If you compare us as a people to, for example, people in Eastern Europe or the Baltic countries, who have spent generations dealing with Russian disinformation and Russian propaganda, you’ll find that they are a lot more savvy about it, and frankly a lot more cynical. We also have this fundamental belief, which I think is generally good, in free speech. We really believe that dissenting voices and opinions shouldn’t be censored. And we kind of instinctively push back against any effort to censor speech.

Wells: But that is, like, a sort of ethic that comes from a time when the tool of control was censorship rather than flooding.

Coppins: Exactly. And you read like all the famous novels that are about future dystopia—they’re all very concerned with censorship, like the state coming in and burning books or sticking old newspaper articles down the memory hole. That idea colors so much of the literature about authoritarianism. But in this modern era, that’s really not how it works, at least not in most democratic or ostensibly democratic countries.

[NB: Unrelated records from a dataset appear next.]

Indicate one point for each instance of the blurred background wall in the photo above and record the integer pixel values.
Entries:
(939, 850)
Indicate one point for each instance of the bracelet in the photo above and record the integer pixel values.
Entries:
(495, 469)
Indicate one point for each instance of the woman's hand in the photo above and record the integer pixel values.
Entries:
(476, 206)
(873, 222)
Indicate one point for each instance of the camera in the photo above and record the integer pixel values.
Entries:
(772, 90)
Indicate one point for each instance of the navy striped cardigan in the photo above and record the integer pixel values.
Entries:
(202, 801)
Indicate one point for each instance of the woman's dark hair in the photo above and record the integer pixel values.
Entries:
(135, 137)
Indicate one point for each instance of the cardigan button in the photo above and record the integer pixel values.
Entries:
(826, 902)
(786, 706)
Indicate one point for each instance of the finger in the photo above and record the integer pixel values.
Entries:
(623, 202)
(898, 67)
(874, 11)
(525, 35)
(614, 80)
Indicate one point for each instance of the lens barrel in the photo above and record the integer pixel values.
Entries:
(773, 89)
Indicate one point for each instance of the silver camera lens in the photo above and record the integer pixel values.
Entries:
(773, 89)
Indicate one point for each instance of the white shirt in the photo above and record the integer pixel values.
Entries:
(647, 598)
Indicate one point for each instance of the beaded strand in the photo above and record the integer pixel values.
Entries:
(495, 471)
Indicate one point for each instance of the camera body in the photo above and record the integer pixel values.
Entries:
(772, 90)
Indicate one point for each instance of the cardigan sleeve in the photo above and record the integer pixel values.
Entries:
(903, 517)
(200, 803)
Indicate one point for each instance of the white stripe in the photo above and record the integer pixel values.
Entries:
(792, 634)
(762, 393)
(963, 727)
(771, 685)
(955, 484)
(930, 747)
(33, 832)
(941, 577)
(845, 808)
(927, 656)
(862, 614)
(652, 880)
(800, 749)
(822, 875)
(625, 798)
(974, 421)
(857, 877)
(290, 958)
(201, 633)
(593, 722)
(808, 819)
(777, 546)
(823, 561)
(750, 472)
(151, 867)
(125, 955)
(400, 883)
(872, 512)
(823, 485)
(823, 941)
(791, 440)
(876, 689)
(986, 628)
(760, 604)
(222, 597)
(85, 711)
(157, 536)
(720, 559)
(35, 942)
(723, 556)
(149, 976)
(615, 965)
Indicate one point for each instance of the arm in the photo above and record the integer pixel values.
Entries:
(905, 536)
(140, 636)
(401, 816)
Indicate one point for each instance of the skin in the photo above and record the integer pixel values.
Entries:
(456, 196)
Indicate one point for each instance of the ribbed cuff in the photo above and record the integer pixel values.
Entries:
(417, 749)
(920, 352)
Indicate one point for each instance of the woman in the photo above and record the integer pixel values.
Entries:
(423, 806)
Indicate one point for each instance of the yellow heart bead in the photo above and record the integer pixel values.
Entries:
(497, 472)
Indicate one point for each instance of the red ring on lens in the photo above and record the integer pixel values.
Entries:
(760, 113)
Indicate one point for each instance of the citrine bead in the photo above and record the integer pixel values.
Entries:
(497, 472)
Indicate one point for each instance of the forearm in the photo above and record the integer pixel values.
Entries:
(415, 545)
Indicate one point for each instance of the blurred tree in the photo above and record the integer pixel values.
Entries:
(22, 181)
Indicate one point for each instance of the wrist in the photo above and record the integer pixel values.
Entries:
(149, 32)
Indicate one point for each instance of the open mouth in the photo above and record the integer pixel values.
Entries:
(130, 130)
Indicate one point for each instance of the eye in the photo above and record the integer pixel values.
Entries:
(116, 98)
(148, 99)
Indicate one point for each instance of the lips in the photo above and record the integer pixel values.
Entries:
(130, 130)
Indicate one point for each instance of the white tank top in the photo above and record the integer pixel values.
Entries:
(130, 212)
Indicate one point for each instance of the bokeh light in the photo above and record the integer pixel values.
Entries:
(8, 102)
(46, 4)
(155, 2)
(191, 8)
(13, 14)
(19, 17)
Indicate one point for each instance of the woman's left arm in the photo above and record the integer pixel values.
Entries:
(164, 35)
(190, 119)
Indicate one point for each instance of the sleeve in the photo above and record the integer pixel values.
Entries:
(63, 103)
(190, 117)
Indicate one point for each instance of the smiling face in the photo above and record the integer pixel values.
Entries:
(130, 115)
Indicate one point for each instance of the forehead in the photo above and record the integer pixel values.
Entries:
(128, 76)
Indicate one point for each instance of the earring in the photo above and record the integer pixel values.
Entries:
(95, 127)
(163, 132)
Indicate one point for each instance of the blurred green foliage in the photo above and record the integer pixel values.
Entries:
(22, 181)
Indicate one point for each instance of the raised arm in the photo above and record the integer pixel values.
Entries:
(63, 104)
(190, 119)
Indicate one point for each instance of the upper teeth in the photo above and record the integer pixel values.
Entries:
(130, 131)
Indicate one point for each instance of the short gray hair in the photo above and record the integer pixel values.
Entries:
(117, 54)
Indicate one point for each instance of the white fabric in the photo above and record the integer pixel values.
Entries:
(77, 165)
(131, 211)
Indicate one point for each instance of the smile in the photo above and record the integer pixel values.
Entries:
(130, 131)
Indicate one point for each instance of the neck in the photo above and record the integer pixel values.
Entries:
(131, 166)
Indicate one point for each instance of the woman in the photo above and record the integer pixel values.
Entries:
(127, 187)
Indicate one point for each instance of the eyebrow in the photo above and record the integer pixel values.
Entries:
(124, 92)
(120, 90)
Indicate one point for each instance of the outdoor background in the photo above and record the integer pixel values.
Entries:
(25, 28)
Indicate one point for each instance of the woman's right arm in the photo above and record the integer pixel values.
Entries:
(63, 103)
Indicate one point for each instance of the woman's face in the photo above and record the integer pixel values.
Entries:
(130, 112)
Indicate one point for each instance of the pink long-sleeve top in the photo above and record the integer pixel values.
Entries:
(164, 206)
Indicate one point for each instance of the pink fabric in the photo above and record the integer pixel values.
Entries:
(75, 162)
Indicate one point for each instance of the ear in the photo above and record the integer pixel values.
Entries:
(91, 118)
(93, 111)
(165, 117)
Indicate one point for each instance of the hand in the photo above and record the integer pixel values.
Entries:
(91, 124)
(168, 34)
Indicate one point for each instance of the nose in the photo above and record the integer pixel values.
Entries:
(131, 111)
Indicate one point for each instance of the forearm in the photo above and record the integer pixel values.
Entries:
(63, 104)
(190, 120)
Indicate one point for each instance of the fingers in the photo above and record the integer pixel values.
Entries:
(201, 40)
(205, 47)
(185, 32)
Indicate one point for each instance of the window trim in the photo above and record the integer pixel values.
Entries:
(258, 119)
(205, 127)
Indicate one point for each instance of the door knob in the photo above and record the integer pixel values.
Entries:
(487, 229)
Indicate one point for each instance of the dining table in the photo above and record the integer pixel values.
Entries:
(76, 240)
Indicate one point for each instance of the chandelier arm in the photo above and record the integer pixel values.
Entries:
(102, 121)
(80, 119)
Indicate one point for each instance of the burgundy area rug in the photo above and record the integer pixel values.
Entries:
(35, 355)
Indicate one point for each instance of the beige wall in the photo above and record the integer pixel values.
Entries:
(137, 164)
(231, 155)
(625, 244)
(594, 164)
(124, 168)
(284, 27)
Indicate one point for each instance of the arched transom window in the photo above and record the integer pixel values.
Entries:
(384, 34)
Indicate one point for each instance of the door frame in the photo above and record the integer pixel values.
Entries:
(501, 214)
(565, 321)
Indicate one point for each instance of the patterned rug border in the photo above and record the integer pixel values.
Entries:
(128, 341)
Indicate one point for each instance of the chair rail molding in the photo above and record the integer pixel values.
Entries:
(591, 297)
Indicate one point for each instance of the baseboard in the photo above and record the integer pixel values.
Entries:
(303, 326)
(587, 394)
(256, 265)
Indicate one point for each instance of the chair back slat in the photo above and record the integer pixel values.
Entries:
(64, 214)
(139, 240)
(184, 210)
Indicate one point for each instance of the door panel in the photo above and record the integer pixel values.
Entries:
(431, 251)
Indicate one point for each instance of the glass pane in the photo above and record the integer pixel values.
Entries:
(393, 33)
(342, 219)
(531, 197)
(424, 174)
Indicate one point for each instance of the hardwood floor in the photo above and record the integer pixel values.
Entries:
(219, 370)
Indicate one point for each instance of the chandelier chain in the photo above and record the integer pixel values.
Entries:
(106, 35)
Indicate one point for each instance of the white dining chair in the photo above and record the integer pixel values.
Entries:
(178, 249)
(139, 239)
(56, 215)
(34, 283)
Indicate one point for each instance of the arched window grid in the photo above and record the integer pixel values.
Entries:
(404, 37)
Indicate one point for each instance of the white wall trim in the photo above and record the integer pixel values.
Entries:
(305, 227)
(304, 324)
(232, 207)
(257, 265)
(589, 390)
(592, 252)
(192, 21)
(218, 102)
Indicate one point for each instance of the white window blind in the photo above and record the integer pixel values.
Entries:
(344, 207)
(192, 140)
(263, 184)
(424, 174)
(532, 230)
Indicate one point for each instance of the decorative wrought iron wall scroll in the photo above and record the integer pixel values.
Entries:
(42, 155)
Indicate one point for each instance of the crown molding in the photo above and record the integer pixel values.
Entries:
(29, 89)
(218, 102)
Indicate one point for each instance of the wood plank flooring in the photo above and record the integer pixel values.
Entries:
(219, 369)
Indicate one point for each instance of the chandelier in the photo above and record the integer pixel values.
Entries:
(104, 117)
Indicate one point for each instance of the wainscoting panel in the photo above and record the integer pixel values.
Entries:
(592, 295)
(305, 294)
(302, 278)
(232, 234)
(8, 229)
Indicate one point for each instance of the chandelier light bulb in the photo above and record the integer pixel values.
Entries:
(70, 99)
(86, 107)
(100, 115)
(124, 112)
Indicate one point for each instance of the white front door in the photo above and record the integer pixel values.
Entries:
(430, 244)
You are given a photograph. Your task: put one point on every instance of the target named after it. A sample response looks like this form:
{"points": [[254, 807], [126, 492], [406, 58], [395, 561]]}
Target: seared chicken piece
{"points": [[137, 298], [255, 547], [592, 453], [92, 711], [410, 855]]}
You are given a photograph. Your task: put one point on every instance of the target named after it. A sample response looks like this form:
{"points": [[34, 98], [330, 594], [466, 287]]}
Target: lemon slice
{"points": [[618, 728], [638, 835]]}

Wells: Does a functional democracy depend on a shared sense of reality?

Coppins: Yes, I think that the entire American experiment is premised to a certain extent on the marketplace of ideas and free debates and free exchange of views. But I think the marketplace of ideas only works if objective reality serves as a regulating force. We all have to be starting from the same set of basic facts to have these big important ideological debates or political debates. And if we all have our own tailor-made set of facts, or, alternative facts, then it effectively makes it impossible for us to reach consensus on any issues.